Arguably one of the most damning new films was The Prisoner or: How I
Planned to Kill Tony Blair, by Michael Tucker and Petra Epperlein,
which follows the couple's successful 2004 documentary Gunner Palace
with a story of an Abu Ghraib detainee.
Coming full circle
A scene from 'Voyage en Armenie'
By the time I watched my last screening, I had come full circle --
having travelled on both a cinematic journey and a personal one.
Beginning my journey with Borat taking pot shots at former Soviet
nation Kazakhstan, I ended it with a film about the current state of
another former Communist country.
Indeed, as a Canadian of Armenian origin, I had a vested interest in
director Robert Guédiguian's Voyage en Armenie, a film that was
screened as part of the Masters program.
Having returned from my own first voyage to Armenia less than two
months ago, the film conjured memories from my childhood as well as my
recent trip.
The first scene showcased young Armenian dancers practicing to a folk
song at the local community centre in Marseilles, with a requisite
mural of Mount Ararat as the backdrop.
In the same hall sat wizened men playing backgammon, their brows
furrowed, their noses hooked -- a scene that would not be out of order
in any Armenian diasporan community in Syria, Lebanon, Israel, France,
or Bulgaria.
Indeed, the scene could very well have been lifted out of my own
recollection of Armenian-language Saturday school recitals in suburban
Scarborough, where I once performed as part of a dance ensemble.
The film, Voyage en Armenie, tells the tale of a Marseille
cardiologist who has long been at odds with her father.
After she informs the stubborn patriarch that he must undergo an
operation to save his life, he disappears on a trip to Armenia -- a
country he spent a mere three years in decades ago.
Despite her misgivings, Anna sets off in an ill-tempered pursuit to a
country she has no interest in, where she knows nobody, and does not
speak the language.
But through a series of fiery confrontations and uneasy relationships
with the country's inhabitants, Armenia gradually breaks down Anna's
resistance.

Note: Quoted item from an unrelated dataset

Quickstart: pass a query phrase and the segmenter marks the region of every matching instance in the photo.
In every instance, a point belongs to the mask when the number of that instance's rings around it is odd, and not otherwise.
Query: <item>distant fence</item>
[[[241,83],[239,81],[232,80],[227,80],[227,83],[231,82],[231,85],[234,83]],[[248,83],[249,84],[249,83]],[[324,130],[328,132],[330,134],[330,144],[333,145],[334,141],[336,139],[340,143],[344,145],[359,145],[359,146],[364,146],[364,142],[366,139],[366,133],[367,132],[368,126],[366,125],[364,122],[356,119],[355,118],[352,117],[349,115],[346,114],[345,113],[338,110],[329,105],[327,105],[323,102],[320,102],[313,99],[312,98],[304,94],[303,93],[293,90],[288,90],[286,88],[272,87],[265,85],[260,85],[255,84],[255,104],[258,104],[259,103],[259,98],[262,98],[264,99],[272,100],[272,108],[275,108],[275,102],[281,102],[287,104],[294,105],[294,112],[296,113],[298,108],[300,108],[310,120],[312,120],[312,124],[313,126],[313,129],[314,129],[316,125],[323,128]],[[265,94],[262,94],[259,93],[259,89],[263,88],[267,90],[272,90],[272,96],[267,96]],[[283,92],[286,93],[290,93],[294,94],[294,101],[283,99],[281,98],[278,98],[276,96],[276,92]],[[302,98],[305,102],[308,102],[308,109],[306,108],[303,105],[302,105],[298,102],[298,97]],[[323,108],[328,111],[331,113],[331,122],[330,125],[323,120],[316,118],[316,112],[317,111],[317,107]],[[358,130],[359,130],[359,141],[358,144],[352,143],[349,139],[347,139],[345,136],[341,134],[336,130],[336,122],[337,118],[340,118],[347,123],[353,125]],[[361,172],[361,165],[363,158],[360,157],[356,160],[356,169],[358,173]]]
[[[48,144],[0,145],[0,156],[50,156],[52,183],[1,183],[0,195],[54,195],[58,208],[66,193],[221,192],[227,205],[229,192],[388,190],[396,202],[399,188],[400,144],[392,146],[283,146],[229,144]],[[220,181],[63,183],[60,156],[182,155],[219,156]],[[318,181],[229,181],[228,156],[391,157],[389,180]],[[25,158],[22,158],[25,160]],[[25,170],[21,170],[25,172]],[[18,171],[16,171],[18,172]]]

And soon, she too is proclaiming her shared affinity for
her people.
By the time she made her way up the cobbled steps of an ancient church
overlooking Lake Sevan, following the same path I took a few short
weeks ago, my near-silent sniffles threatened to give way to full-out
sobs.
Angrily, Anna told her companion that she felt wonderful on the cliff
overlooking the lake, but so what of it?
A far cry from the giggles Borat evoked, the film touched a core deep
within me.
Upon exiting the theatre, I realized that a diasporan Armenian's
struggle to pinpoint one's identity is the same be it in Marseille or
Toronto.
"I feel as though I lived here long ago," Anna conceded in the film,
though she had presumably lived in France all her life. The same
sentiments have echoed within me, also.
Indeed, this is what a film festival does best -- and where TIFF
succeeded -- mirror our own trepidations, push us to tears, and
provoke us to reflect on our own walk-on role in the world.
As film critic Marjorie Rosen once wrote in the 1970s, "Does art
reflect life? In movies, yes. Because more than any other art form,
films have been a mirror held up to society's porous face."